Q3: What is the difference between building an MCP server for ecosystem use vs. internal use?
An ecosystem server must be highly configurable, use environment variables for all credentials, have comprehensive documentation, follow semantic versioning, work across different operating systems, and be maintained over time as the underlying tool's API changes. It needs to work for any user, not just your team. An internal server can be opinionated and specific: it can hardcode company-specific conventions, use internal authentication patterns, encode domain knowledge that is specific to your organization, and be deployed in your private infrastructure without public documentation. Internal servers are faster to build (less generalization needed) but do not contribute to the broader ecosystem. The right choice depends on whether the integration is genuinely general (ecosystem) or inherently team-specific (internal).

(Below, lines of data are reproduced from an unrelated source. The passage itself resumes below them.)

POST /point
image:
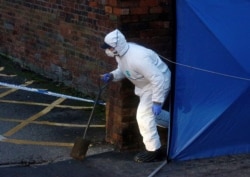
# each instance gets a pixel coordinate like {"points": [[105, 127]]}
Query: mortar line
{"points": [[34, 117]]}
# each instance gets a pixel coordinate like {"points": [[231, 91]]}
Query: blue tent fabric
{"points": [[211, 115]]}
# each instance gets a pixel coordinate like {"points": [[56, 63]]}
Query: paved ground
{"points": [[38, 131]]}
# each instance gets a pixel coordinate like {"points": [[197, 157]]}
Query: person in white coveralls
{"points": [[152, 80]]}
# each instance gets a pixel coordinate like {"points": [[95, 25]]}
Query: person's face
{"points": [[111, 52]]}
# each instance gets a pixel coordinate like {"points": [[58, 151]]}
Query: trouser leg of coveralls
{"points": [[146, 122], [163, 119]]}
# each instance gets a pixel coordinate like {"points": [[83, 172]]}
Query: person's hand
{"points": [[156, 108], [107, 77]]}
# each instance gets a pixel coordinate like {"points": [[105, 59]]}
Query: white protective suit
{"points": [[151, 77]]}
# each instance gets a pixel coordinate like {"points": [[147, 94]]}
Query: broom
{"points": [[81, 144]]}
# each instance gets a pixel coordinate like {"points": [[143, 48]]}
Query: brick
{"points": [[121, 11], [108, 9], [139, 10], [156, 10], [148, 3]]}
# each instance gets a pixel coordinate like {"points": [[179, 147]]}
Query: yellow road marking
{"points": [[45, 104], [54, 123], [40, 143], [34, 117]]}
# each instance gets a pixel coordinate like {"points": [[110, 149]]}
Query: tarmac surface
{"points": [[37, 134]]}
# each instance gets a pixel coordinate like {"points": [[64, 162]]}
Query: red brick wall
{"points": [[60, 39]]}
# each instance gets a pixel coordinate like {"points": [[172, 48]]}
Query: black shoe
{"points": [[149, 156]]}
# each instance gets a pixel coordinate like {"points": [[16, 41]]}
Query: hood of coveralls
{"points": [[118, 41]]}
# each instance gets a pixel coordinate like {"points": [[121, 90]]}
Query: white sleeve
{"points": [[118, 74]]}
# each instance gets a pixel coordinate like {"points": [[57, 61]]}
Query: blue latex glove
{"points": [[107, 77], [156, 109]]}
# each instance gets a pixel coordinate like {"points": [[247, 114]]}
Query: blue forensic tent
{"points": [[211, 115]]}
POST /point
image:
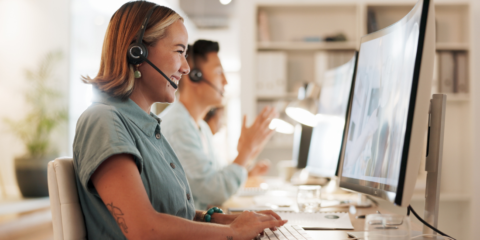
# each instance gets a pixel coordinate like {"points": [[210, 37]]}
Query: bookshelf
{"points": [[295, 25]]}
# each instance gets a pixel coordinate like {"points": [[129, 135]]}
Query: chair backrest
{"points": [[67, 217]]}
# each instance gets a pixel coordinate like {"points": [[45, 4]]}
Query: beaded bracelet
{"points": [[210, 212]]}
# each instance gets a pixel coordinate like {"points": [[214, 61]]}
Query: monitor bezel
{"points": [[396, 197]]}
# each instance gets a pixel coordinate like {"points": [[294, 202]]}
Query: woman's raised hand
{"points": [[253, 138], [249, 224]]}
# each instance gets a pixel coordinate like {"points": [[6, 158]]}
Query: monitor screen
{"points": [[382, 106], [327, 135]]}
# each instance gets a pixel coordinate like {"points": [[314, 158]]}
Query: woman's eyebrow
{"points": [[181, 45]]}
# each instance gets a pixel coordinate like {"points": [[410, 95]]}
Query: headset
{"points": [[137, 52], [196, 74]]}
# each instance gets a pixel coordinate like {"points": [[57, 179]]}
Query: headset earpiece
{"points": [[195, 75], [135, 51]]}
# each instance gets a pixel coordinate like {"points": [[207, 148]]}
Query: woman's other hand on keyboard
{"points": [[249, 224]]}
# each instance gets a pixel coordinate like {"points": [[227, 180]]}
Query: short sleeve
{"points": [[101, 133]]}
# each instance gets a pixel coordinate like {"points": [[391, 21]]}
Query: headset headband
{"points": [[144, 25]]}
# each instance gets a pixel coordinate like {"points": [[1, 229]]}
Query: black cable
{"points": [[423, 221]]}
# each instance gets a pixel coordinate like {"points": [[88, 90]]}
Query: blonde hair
{"points": [[116, 75]]}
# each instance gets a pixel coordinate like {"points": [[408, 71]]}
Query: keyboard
{"points": [[286, 232]]}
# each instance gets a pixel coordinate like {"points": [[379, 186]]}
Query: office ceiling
{"points": [[208, 13]]}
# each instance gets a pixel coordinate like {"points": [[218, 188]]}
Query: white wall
{"points": [[475, 88], [29, 29]]}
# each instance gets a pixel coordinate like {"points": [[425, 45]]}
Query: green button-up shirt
{"points": [[111, 126]]}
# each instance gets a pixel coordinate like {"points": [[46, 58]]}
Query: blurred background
{"points": [[47, 45]]}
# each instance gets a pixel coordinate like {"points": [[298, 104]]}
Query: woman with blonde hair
{"points": [[130, 182]]}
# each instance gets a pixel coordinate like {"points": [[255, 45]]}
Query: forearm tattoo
{"points": [[118, 216]]}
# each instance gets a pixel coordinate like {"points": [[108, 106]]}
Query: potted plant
{"points": [[35, 130]]}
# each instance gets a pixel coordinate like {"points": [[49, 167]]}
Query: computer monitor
{"points": [[327, 136], [388, 114]]}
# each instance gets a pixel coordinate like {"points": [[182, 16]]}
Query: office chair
{"points": [[67, 217]]}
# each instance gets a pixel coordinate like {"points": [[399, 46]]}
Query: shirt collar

Q4: How do multi-server MCP configurations enable workflows that would not otherwise be possible?
Each MCP server gives the AI assistant access to one domain of tools. When multiple servers are connected simultaneously, the assistant can synthesize information across domains in a single conversation. For example: search Slack for context about a production incident (Slack server), look up related GitHub PRs (GitHub server), check the affected database schema (Postgres server), read the relevant runbook (filesystem server), and post a summary to the incident channel (Slack server again). Each of these actions requires a different server. Without MCP, each step would require the user to manually switch contexts, copy data between windows, and re-explain the situation to different tools. With multi-server MCP, the AI assistant handles the cross-context synthesis directly, making complex information retrieval workflows practical.

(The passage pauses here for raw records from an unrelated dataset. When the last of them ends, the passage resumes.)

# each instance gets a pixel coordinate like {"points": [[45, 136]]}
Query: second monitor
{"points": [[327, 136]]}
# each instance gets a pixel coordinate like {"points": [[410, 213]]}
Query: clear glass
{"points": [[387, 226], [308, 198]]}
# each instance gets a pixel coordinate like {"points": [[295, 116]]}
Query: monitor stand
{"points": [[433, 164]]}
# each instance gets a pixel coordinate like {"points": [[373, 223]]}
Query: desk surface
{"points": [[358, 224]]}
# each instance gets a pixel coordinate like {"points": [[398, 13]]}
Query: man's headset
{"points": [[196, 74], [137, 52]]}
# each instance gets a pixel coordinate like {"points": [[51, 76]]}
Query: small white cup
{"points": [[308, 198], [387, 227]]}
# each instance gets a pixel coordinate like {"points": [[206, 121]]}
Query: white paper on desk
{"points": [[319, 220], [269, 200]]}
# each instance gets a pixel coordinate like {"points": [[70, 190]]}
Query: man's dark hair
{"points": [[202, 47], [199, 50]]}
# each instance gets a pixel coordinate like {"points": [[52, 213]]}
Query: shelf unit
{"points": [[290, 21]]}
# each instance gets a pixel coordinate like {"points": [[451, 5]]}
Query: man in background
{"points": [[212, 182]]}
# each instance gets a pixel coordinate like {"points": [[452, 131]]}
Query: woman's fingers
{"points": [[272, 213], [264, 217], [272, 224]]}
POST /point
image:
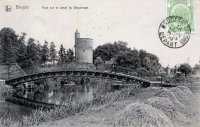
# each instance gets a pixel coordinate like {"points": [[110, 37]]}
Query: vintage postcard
{"points": [[100, 63]]}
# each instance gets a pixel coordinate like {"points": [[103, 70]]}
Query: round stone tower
{"points": [[83, 49]]}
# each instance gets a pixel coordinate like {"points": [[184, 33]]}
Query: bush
{"points": [[140, 114]]}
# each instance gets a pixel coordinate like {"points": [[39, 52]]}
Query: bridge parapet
{"points": [[76, 73]]}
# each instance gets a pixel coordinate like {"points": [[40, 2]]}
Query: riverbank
{"points": [[70, 109], [174, 106], [112, 113]]}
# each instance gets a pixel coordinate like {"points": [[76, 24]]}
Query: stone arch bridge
{"points": [[78, 73]]}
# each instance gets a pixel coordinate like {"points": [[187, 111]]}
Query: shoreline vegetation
{"points": [[169, 107], [40, 116]]}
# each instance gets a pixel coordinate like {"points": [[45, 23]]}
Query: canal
{"points": [[54, 92]]}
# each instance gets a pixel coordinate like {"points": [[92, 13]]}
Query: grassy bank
{"points": [[40, 116]]}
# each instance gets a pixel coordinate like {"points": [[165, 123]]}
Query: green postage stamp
{"points": [[182, 8]]}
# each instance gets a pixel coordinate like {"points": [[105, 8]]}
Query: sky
{"points": [[133, 21]]}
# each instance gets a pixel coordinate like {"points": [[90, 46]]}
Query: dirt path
{"points": [[101, 116]]}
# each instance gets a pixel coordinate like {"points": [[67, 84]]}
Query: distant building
{"points": [[83, 49]]}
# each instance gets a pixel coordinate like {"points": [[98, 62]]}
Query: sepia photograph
{"points": [[100, 63]]}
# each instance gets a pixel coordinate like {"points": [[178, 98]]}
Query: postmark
{"points": [[182, 8], [174, 32]]}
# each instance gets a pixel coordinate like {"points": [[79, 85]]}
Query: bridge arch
{"points": [[80, 73]]}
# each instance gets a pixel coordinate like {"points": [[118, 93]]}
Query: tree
{"points": [[196, 68], [61, 54], [185, 68], [8, 39], [32, 52], [98, 61], [52, 53], [45, 53], [69, 56], [21, 52], [109, 50]]}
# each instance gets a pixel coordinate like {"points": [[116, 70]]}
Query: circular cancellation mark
{"points": [[174, 32]]}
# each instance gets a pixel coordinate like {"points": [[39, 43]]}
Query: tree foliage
{"points": [[8, 41], [45, 53], [52, 53], [185, 68]]}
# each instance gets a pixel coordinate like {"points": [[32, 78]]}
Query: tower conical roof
{"points": [[77, 30]]}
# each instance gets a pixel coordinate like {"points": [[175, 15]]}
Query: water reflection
{"points": [[55, 92], [61, 94]]}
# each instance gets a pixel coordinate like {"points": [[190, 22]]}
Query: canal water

Q5: What are the key differences between using an IDE-integrated MCP setup vs. Claude Desktop?
Claude Desktop is a standalone application with a complete UI for conversations. MCP tools are available in the conversation interface, and the AI can use them during any conversation. It is ideal for general-purpose AI assistance and is the reference client for testing new MCP servers. IDE integrations (Cursor, Zed, VS Code) embed MCP tools within the development workflow - the AI assistant has access to MCP tools while you are writing code, and the workspace filesystem is automatically in scope. IDE integrations are better for coding tasks because they have workspace context (which files are open, what the user is working on), can see the code editor state, and are optimized for code generation and review workflows. For most development teams, both are valuable: IDE integration for coding tasks, Claude Desktop for general analysis and planning conversations.